During the validation, for each record in the data set, the variables matched to non-class nodes are used to set the evidence. The posterior probabilities are then calculated and for each class node the outcome with the highest probability is selected as the predicted outcome. The prediction is compared to the outcome variable (in the data set) that is associated with the class node. The number of matches and calculated posteriors are used to obtain the accuracy, confusion matrix, ROC (including the AUC) and calibration curves.

Validation can be performed without parameter learning, using DSL_validator::Test method, or with parameter learning using DSL_validator::KFold and LeaveOneOut methods. K-fold cross-validation divides the data set into K parts of equal size, trains the network on K-1 parts, and tests it on the last, Kth part. The process is repeated K times, with a different part of the data being selected for testing.
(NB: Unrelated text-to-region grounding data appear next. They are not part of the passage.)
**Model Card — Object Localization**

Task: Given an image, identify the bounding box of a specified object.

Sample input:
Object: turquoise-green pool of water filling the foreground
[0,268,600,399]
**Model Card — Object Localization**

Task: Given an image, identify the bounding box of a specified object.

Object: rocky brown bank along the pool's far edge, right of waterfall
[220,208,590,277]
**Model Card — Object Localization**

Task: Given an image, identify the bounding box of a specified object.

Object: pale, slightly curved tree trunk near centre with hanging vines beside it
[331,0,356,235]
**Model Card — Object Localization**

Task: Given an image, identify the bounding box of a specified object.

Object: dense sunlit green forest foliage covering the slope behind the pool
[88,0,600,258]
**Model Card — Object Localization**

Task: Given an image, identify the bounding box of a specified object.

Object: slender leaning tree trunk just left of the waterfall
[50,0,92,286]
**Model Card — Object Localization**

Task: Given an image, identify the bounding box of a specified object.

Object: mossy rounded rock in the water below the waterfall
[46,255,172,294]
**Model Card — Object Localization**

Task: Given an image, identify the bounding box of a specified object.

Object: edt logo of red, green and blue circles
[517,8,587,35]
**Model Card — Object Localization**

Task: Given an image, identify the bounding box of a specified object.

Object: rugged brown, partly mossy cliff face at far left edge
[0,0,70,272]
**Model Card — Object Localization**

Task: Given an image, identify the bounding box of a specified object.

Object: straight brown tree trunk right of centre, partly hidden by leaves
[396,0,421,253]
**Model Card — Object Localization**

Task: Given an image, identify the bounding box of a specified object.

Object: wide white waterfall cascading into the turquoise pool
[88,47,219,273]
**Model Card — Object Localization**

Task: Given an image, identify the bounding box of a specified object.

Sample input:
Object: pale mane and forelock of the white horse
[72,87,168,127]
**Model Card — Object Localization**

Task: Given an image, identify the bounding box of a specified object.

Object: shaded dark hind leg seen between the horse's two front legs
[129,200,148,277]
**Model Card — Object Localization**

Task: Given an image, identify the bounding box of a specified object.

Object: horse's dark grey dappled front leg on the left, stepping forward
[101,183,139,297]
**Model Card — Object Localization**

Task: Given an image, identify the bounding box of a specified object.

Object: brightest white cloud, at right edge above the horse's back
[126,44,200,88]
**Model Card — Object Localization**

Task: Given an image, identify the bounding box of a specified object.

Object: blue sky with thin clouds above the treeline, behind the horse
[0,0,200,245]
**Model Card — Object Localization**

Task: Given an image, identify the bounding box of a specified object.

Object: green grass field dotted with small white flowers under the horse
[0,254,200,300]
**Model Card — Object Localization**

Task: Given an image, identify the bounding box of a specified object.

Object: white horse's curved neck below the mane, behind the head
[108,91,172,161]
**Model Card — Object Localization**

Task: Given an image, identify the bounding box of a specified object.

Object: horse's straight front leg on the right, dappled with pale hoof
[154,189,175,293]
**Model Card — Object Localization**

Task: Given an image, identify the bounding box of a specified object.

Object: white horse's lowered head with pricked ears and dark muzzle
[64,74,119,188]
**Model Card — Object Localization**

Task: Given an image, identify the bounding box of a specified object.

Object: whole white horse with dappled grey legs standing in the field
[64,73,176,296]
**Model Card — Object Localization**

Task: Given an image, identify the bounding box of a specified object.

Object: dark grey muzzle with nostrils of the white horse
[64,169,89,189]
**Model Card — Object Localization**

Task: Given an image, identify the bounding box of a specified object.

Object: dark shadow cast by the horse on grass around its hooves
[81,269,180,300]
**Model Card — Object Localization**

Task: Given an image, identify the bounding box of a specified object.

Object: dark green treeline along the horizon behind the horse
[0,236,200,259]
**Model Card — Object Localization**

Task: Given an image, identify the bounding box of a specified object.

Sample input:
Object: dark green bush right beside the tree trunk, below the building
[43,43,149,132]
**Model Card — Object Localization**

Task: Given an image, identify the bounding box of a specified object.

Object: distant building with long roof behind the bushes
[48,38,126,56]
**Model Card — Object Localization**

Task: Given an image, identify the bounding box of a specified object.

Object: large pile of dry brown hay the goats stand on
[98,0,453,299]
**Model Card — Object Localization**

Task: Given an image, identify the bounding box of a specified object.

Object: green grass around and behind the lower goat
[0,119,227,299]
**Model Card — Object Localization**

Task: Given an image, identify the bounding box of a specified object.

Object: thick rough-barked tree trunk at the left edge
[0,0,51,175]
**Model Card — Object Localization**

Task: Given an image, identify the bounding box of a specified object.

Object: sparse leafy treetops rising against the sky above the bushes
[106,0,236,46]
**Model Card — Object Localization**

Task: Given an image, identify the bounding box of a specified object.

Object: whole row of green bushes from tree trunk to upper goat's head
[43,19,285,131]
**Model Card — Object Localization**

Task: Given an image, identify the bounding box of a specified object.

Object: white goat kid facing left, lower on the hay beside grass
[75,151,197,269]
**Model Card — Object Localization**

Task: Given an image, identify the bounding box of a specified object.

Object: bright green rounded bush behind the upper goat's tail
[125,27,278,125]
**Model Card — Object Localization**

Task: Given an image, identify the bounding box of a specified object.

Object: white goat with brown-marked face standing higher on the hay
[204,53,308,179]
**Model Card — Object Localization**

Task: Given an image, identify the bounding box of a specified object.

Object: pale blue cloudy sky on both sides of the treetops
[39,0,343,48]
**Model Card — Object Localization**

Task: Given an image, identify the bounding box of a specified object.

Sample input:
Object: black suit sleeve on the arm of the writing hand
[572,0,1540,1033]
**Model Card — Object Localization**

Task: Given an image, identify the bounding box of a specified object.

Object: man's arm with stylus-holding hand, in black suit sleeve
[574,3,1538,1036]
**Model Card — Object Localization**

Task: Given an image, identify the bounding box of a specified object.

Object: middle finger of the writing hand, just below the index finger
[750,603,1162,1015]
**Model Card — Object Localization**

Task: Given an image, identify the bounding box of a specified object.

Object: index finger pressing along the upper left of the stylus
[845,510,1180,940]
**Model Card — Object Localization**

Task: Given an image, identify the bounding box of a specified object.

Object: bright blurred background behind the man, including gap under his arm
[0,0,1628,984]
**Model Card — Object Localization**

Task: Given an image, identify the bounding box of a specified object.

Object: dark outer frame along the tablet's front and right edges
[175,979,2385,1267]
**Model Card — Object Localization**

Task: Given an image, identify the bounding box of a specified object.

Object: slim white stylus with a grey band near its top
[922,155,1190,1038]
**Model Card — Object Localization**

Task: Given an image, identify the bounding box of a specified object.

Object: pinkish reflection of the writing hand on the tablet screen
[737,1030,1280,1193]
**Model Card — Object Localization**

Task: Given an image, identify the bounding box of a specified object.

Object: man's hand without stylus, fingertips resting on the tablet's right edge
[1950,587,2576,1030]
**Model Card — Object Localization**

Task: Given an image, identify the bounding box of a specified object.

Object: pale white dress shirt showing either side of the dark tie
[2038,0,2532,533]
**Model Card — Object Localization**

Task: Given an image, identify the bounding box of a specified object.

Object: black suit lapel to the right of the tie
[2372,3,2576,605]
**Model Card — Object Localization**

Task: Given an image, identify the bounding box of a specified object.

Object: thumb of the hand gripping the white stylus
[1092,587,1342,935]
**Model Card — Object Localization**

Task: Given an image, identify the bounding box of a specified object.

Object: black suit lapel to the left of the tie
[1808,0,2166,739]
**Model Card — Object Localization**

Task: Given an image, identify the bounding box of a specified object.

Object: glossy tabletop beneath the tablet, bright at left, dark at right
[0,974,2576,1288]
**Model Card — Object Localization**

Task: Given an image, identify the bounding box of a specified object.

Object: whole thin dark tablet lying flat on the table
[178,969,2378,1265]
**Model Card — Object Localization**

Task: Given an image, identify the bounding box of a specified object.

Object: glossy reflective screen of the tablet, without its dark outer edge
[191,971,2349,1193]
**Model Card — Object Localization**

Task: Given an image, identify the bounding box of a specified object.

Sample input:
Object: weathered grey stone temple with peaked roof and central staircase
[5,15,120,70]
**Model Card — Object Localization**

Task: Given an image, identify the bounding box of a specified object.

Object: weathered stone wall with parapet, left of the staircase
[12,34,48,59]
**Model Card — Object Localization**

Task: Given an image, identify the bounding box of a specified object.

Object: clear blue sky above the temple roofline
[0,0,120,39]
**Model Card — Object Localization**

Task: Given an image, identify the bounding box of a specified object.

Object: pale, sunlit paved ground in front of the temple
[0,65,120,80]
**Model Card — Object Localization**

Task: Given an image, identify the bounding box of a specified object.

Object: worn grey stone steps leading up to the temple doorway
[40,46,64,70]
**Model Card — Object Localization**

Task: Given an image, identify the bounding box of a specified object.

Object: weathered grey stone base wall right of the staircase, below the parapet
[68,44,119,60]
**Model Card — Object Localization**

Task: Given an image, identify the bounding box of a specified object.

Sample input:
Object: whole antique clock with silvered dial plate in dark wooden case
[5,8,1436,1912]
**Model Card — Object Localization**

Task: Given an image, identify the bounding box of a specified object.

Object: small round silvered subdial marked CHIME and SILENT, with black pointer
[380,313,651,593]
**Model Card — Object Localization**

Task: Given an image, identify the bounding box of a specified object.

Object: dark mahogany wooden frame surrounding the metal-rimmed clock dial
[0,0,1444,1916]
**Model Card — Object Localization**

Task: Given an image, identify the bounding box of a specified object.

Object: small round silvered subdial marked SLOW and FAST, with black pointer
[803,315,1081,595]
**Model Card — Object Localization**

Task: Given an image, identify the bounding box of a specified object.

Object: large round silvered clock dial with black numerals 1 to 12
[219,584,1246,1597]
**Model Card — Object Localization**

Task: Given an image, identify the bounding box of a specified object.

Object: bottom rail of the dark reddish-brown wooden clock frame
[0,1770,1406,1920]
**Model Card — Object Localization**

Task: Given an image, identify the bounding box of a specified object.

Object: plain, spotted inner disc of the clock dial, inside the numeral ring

Leave-one-out is an extreme case of K-fold, in which K is equal to the number of records in the data set.

The example below performs K-fold crossvalidation with five folds using one class node.

DSL_dataset ds;

DSL_network net;

vector<DSL_datasetMatch> matching;

// load network and dataset, create the matching here

DSL_validator validator(ds, net, matching);

int classNodeHandle = net.FindNode("someNodeIdentifier");

validator.AddClassNode(classNodeHandle);

DSL_em em;

// optionally tweak the EM options here

int res = validator.KFold(em, 5);

if (DSL_OKAY == res)

{

    double acc;

    validator.GetAccuracy(classNodeHandle, 0, acc);

    vector<pair<double, double> roc;

    vector<double> thresholds;
    double auc;

    validator.CreateROC(classNodeHandle, 0, roc, thresholds, auc);

    printf("Accuracy=%f Area under the curve=%f\n", acc, auc);

}

See the DSL_validator reference for more details.